Oltre a questi sintomi, le persone con sclerosi multipla in via di sviluppo possono sperimentare la depressione e altri cambiamenti cerebrali dovuti al risultato diretto della SM o alle conseguenze indirette di questa condizione.

In alcuni casi abbastanza rari, il danneggiamento delle fibre nervose può essere causa di convulsioni, tremori e problemi cognitivi che possono assomigliare ad altre condizioni neurodegenerative, come la demenza. Altri sintomi tipici includono:

  • Perdita della vista e dell’udito – Visione offuscata, visione doppia, dolore o perdita della vista è spesso il primo segno della malattia della sclerosi multipla per molte persone. Questi problemi di solito si presentano all’improvviso e possono colpire uno o entrambi gli occhi. In molti casi, i problemi di vista sono temporanei e possono essere il risultato dell’affaticamento dei muscoli degli occhi o dell’infiammazione dei nervi. Tuttavia, alcune persone con la forma progressiva di sclerosi multipla possono avere problemi di vista permanenti. Con una diagnosi tempestiva, la maggior parte dei casi sono lievi e possono essere trattati efficacemente con l’uso di farmaci steroidei e altri trattamenti a breve termine. Insieme alla perdita della vista, le persone con sclerosi multipla possono anche sperimentare la perdita dell’udito o la sordità che di solito è causata dal danno al tronco encefalico. Questi casi sono abbastanza rari e di solito si risolvono alla fine, ci sono anche casi di perdita permanente dell’udito.
  • Debolezza muscolare e problemi di equilibrio – Molte persone con diagnosi di SM sperimentano problemi con i loro arti.
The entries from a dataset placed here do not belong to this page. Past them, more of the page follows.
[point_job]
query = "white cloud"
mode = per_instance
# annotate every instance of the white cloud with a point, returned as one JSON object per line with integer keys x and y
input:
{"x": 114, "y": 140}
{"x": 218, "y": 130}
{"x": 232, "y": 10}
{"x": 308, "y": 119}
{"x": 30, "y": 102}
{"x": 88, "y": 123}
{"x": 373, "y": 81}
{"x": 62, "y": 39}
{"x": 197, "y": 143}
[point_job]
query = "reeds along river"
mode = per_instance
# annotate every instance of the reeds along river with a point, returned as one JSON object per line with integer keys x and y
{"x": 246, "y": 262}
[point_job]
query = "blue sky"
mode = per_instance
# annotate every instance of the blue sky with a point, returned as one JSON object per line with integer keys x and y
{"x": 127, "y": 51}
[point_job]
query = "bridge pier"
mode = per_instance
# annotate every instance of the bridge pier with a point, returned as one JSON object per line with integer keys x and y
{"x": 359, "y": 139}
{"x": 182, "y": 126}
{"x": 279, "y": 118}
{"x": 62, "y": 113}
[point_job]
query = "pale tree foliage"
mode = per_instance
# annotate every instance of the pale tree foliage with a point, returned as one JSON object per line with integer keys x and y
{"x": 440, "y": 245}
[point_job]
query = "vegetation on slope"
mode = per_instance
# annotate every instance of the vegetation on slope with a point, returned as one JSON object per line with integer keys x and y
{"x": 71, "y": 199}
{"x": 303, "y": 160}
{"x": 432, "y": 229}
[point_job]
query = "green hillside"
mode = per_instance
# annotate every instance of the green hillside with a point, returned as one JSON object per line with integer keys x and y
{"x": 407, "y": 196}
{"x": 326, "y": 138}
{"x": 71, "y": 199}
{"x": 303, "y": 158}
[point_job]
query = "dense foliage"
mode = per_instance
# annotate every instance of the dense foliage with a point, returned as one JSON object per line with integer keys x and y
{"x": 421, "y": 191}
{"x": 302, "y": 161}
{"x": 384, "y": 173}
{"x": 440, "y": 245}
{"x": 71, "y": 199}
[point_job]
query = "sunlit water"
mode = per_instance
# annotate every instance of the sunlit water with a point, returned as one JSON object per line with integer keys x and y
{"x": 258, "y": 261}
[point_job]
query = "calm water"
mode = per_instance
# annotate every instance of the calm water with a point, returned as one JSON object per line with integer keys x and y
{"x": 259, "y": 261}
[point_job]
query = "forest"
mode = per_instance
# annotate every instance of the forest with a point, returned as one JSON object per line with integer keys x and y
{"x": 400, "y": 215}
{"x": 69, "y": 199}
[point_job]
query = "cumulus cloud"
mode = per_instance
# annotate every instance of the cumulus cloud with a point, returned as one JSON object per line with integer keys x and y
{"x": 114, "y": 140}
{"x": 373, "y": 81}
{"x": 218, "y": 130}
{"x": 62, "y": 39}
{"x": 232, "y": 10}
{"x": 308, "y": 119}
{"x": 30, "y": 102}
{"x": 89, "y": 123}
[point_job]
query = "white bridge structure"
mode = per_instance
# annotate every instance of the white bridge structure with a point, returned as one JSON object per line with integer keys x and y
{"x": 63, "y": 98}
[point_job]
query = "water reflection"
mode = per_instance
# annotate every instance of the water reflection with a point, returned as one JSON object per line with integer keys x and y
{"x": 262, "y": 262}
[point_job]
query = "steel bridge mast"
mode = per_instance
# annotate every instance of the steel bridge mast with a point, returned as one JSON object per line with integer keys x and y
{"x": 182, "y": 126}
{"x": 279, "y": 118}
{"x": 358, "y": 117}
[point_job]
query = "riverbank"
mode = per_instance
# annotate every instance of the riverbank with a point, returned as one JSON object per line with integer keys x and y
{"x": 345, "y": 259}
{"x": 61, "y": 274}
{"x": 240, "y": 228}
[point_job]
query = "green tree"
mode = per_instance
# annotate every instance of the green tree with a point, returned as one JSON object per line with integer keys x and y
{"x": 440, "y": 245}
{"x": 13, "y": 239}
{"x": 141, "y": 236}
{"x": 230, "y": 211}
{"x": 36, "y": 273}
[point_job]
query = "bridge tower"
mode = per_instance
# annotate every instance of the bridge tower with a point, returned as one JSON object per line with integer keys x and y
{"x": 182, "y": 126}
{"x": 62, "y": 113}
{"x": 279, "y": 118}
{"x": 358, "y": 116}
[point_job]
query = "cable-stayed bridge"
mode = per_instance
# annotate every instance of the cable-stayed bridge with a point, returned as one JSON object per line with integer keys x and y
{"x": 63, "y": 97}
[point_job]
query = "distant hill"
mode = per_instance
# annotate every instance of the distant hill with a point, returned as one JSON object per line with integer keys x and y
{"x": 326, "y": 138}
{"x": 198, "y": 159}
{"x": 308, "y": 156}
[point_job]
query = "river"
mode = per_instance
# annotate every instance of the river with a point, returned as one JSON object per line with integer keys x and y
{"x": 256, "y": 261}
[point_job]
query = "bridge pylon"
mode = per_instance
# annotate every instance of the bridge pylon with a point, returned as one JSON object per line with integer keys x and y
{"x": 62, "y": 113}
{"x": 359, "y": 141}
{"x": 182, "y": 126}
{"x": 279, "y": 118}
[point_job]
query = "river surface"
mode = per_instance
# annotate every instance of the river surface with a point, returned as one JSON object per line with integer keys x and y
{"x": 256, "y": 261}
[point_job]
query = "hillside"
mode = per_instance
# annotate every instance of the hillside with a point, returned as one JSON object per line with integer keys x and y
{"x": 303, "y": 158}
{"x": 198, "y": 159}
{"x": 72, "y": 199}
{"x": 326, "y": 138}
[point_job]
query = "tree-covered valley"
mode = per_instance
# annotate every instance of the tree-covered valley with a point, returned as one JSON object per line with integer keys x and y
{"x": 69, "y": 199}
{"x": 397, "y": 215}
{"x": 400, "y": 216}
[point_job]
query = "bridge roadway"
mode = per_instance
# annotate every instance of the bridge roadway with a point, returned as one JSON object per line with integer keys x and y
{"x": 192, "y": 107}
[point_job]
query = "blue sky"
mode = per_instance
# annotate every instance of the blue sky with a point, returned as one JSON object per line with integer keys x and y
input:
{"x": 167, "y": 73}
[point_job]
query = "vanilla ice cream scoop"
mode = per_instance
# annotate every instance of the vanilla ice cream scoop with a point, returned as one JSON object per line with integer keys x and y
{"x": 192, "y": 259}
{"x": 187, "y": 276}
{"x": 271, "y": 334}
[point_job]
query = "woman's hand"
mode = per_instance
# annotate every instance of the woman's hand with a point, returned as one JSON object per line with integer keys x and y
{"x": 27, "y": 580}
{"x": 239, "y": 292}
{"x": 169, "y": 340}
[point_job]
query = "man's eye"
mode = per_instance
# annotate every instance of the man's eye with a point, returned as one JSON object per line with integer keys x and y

Il danneggiamento della guaina mielinica da parte del sistema immunitario porta spesso a formicolio, dolore e intorpidimento di gambe e braccia. Oltre a questo, possono verificarsi problemi di coordinazione mano-occhio, problemi di equilibrio e debolezza muscolare quando è difficile per il cervello inviare segnali ai muscoli e ai nervi del corpo. Questi effetti di solito iniziano lentamente e peggiorano con la progressione dei danni alle fibre nervose. Molte persone dichiarano di provare per la prima volta la sensazione di avere “spilli e aghi” negli arti e di avere difficoltà nelle abilità motorie fini e nella coordinazione. Col tempo, con il progredire della malattia, la facilità di camminare e il controllo degli arti possono essere interrotti. In questi casi, sedie a rotelle, bastoni e altri accessori di assistenza possono essere utili per la forza e il controllo muscolare.
  • Problemi con la parola, la deglutizione e la respirazione – Secondo la National Multiple Sclerosis Society, più del 40% delle persone con sclerosi multipla hanno diversi problemi di linguaggio. Tra questi ci possono essere:
  • Scarsa articolazione
  • Incurvatura
  • Problemi con il controllo del volume

Altre difficoltà del discorso possono includere nasalità, cambiamenti nell’altezza o nella qualità della voce, mancanza di respiro e raucedine. I problemi di parola sono di solito causati da difficoltà respiratorie, che a loro volta sono il risultato di nervi deboli o danneggiati che sono responsabili del controllo dei muscoli del petto. Le difficoltà nel controllo dei muscoli coinvolti nella respirazione iniziano nelle prime fasi della malattia e peggiorano con la progressione della sclerosi multipla. Questa complicazione è pericolosa, anche se abbastanza rara, e può essere migliorata attraverso il corso di esercizi speciali con un terapista respiratorio. Rispetto alle difficoltà di parola, i problemi di deglutizione sono meno comuni ma possono essere molto più gravi. Questi problemi sorgono quando i danni ai nervi indeboliscono i muscoli che aiutano il meccanismo della deglutizione.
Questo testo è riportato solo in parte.